Hermione knows a backwards Weasley compliment when she gets one, so she returns his smile, and they shake hands on their plan of action.

She keeps a careful watch out while Charlie lays some groundwork spells to give himself something to fall back on later. Close up, the dragon, a Swedish Shortsnout according to Charlie, is as beautiful as she is terrifying, and Hermione tries not to be distracted by her looming iridescent blue presence. As soon as a shifty looking character makes an appearance they put the plan into action.

It’s an atrocious bit of overacting, conducted entirely in stage whispers, but despite Hermione being quite sure that even the dragon is laughing at them, their quarry is entirely taken in.

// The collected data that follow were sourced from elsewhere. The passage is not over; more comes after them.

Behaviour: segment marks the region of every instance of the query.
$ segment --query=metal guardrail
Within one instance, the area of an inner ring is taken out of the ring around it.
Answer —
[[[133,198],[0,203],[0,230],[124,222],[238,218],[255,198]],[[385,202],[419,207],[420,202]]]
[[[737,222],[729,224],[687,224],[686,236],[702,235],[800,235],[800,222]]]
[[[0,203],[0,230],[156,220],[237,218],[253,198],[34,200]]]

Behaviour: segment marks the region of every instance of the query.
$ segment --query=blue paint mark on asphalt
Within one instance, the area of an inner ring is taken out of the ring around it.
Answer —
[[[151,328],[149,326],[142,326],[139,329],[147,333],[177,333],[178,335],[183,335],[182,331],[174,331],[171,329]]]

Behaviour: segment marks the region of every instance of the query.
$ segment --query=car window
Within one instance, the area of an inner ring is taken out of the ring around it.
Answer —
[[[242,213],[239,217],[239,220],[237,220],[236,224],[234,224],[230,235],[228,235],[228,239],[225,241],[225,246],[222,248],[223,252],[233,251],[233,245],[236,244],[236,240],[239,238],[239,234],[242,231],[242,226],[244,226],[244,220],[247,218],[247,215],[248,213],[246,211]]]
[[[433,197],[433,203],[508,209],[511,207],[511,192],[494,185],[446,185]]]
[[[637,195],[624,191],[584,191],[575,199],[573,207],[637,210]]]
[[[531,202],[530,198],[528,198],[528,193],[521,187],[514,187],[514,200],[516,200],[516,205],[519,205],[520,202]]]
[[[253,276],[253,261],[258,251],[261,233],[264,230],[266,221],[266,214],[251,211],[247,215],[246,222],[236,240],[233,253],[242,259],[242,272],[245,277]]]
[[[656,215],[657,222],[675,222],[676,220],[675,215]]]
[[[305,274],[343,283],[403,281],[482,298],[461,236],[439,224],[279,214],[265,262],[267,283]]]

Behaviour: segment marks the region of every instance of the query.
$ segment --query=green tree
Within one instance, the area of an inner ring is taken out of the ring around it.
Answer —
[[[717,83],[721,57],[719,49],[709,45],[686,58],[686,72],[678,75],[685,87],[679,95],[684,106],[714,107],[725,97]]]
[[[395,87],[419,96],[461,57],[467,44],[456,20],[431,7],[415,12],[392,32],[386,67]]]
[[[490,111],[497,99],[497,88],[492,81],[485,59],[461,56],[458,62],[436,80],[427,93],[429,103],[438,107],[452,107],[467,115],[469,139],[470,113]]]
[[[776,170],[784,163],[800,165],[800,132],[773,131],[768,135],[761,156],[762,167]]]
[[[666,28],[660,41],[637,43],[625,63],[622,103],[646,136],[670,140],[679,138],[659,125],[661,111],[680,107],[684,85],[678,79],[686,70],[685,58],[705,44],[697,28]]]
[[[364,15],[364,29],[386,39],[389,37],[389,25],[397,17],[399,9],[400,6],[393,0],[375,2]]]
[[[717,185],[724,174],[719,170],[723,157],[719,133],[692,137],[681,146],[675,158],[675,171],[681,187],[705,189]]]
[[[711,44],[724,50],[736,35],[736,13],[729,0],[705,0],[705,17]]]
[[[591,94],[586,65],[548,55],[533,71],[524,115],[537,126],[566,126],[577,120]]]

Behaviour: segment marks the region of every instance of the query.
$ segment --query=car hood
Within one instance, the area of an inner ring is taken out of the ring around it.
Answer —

As he gets within range they ramp up their fake lover’s tiff, and Charlie swings her into his arms and pretends to snog her silly.

“My little brother,” murmurs Charlie against her cheek, “is an unappreciative idiot, you know that right?”

“I was under the impression,” Hermione mutters back at him, “that you liked your women fire-breathing.”

“Just fierce,” he replies, grinning hugely.

It is necessary, Hermione feels, to kiss that stupid grin off his face properly, before spinning herself out of his arms and smacking their unsuspecting stalker in the chest with a stunner at close range, sending him flying backwards. Her grin when her opponent finally looks up is decidedly more predatory.

The wizard nominally controlling the dragon, Hermione doesn’t ask his name, as he has done nothing to deserve the courtesy, plays entirely to type, right down to the dubious facial hair and the monologue. There’s a certain amount of fun in having a running battle through a castle, amazingly not old hat after all this time, except that he keeps running away. He’s laughably easy to defeat in a straight duel, and yet irritatingly even after she’s cornered him, disarmed him and tied him up, he still doesn’t take her seriously. She has no choice. She makes judicious use of Levicorpus and directs him through the castle’s corridors upside down until they reach the fire-fighters. She’s got him the right way up again by the time the Aurors show up and by now he has the sense not to taunt her. Well, almost, he seems unable to resist a ‘send a woman to do a man’s job’ jibe as the Dragon Keepers, dragon safely contained, come to join them. If she takes a certain satisfaction in reminding him that the dragon’s name is Persephone and of how unwise it would be to cross that particular lady, well, she’s only human.

In the end, the damage to the castle is much less than it might have been. The tower takes the worst of it, and the magical disasters team from the Czech Ministry of Magic manage to repair the worst damage, leaving only a little fire damage to support the cover story about an arsonist. The dragon had turned up too early in the morning for most of the staff to be on site yet, so the injuries were confined to a couple of security guards with minor burns. Thankfully they’d had the sense, on seeing a dragon setting fire to their workplace, to run quickly in the opposite direction and phone 112.

Hermione, for her part, was feeling oddly elated. She’d forgotten how much fun adventure could be, back before Voldemort had sucked all the joy out of it. Additionally, she appeared to be holding hands with Charlie Weasley. It was irrational, it couldn’t work, long distance had been the undoing of Viktor and her back in the day, but a little part of her whispered that there were probably plenty of teenagers in Bucharest who wanted to learn English. Besides she’d been thoroughly enthralled by Dusan’s story about the campaign to resurrect the old Hapsburg School of Magic, they were going to need to find the place for a start and, well, at least a cause was something she could explain to her friends and family.

Perhaps it would work, perhaps it wouldn’t, but for now there was bright spring sunshine, evil had been defeated and she had a date with a handsome young man who considered a slightly obsessive personality to be an attractive character trait rather than a defect. All in all, her weekend was going rather well.